Antiquity in the 21st Century
How important is presentation, really?
What do slides, pools, cards, and ships all have in common? Decks
Ah poolside lounging, shuffling card decks around for a game of poker, cruising on the lido deck… These are creations old in concept, but modern in use. But slide decks aren’t.
Slide decks are a relatively new concept in the way information is shared: infographics, tables, charts, varying amounts of texts. But with a generation of waning attention spans, it seems like having a presentation to supplement the verbiage is almost an archaic concept.

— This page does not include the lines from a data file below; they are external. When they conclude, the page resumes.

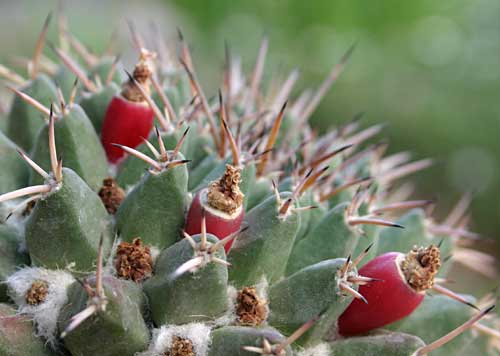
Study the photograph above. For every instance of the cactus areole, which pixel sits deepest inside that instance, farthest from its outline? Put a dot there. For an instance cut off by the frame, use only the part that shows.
(128, 117)
(222, 204)
(403, 282)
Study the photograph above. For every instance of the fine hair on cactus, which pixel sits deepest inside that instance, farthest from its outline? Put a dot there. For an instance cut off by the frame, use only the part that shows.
(141, 216)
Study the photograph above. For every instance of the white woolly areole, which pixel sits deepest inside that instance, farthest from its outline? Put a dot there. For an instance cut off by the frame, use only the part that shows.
(197, 333)
(229, 316)
(46, 313)
(318, 350)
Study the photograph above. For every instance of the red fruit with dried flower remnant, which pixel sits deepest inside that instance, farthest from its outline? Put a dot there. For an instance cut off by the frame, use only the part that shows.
(129, 117)
(403, 282)
(222, 204)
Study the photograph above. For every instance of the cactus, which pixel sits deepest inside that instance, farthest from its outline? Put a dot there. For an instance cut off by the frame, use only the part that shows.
(229, 228)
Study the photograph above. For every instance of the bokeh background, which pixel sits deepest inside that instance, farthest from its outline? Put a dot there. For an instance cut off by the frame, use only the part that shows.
(429, 69)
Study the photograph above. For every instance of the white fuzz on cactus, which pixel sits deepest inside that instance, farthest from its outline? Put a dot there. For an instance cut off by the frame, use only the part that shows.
(163, 339)
(46, 311)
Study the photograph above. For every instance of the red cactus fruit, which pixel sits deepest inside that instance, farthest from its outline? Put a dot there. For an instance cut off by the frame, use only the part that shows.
(128, 117)
(401, 289)
(222, 204)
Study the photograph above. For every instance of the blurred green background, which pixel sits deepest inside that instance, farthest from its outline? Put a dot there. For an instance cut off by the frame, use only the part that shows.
(428, 69)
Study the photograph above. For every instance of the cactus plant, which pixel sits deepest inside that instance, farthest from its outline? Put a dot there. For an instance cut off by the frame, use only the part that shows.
(230, 228)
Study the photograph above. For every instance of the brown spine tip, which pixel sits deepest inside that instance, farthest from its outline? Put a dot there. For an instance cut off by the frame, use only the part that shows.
(29, 208)
(37, 292)
(225, 194)
(420, 266)
(180, 347)
(142, 74)
(133, 261)
(250, 309)
(111, 195)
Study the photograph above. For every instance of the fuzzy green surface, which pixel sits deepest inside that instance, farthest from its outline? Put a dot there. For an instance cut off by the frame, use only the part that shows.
(193, 296)
(17, 335)
(306, 294)
(77, 144)
(435, 317)
(330, 238)
(11, 163)
(10, 257)
(306, 199)
(198, 172)
(65, 227)
(378, 343)
(264, 248)
(229, 340)
(24, 120)
(65, 80)
(154, 209)
(119, 330)
(261, 189)
(96, 104)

Slide decks now are holding the nonessential pieces of information. To be honest, I realized this in one of the many networking sessions that students from my university are privy to. These networking sessions usually start off with HR or a campus recruiting manager speaking about the superb relationship with the school, then how graduates from the school go on to do great things at the firm, then do Q&A with a group of five individuals at the firm. The presentation deck behind the HR/campus recruiter is propaganda for the company almost: it allures you with their logo, color scheme, internship requirements, and a 30-second video clip. It also has pretty universal information:
“We are looking for go-getters”
“Interns in our program are not only self-sufficient but inquisitive and hungry to learn”

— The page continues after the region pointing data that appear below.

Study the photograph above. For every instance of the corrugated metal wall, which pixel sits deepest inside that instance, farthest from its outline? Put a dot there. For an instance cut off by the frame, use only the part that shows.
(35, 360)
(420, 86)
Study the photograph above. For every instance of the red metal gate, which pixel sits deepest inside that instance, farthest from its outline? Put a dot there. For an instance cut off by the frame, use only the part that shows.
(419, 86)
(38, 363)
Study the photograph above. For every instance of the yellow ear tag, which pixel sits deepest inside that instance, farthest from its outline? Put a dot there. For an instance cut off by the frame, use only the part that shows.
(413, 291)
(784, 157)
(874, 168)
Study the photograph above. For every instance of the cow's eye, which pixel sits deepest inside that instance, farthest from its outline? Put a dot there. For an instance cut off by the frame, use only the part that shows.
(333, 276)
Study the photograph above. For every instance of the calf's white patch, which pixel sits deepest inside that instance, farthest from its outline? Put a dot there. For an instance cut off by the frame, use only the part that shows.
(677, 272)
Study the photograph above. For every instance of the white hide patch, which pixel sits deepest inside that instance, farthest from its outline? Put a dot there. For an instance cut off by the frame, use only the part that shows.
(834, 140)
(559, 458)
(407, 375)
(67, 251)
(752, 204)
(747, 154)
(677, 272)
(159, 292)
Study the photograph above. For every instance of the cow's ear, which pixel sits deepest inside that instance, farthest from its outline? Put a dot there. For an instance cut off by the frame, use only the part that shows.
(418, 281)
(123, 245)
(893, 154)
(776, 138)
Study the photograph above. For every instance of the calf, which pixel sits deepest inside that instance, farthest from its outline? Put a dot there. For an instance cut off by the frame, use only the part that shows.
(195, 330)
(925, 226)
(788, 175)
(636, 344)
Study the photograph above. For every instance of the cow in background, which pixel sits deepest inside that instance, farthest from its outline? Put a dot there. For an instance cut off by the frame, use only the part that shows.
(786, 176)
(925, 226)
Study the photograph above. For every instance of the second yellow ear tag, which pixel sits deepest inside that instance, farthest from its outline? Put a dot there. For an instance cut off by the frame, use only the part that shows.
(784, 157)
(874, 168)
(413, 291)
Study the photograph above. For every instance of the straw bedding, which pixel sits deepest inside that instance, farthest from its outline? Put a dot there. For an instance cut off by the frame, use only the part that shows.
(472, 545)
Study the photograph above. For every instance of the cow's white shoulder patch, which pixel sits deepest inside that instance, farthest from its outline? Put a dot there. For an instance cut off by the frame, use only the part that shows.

“We all get real-life work experiences— the work matters”
“GPA isn’t our only requisite, we need well-rounded individuals”
No matter which top Fortune 500 that was recruiting at school, the presentation lessons are almost the same. Students in actuality attend these events for the opportunity to speak with the recruiters in the hopes that they would remember the students and pull their resumes for the internships/job opportunities, not for the slide shows. So when did the presentation become nonessential?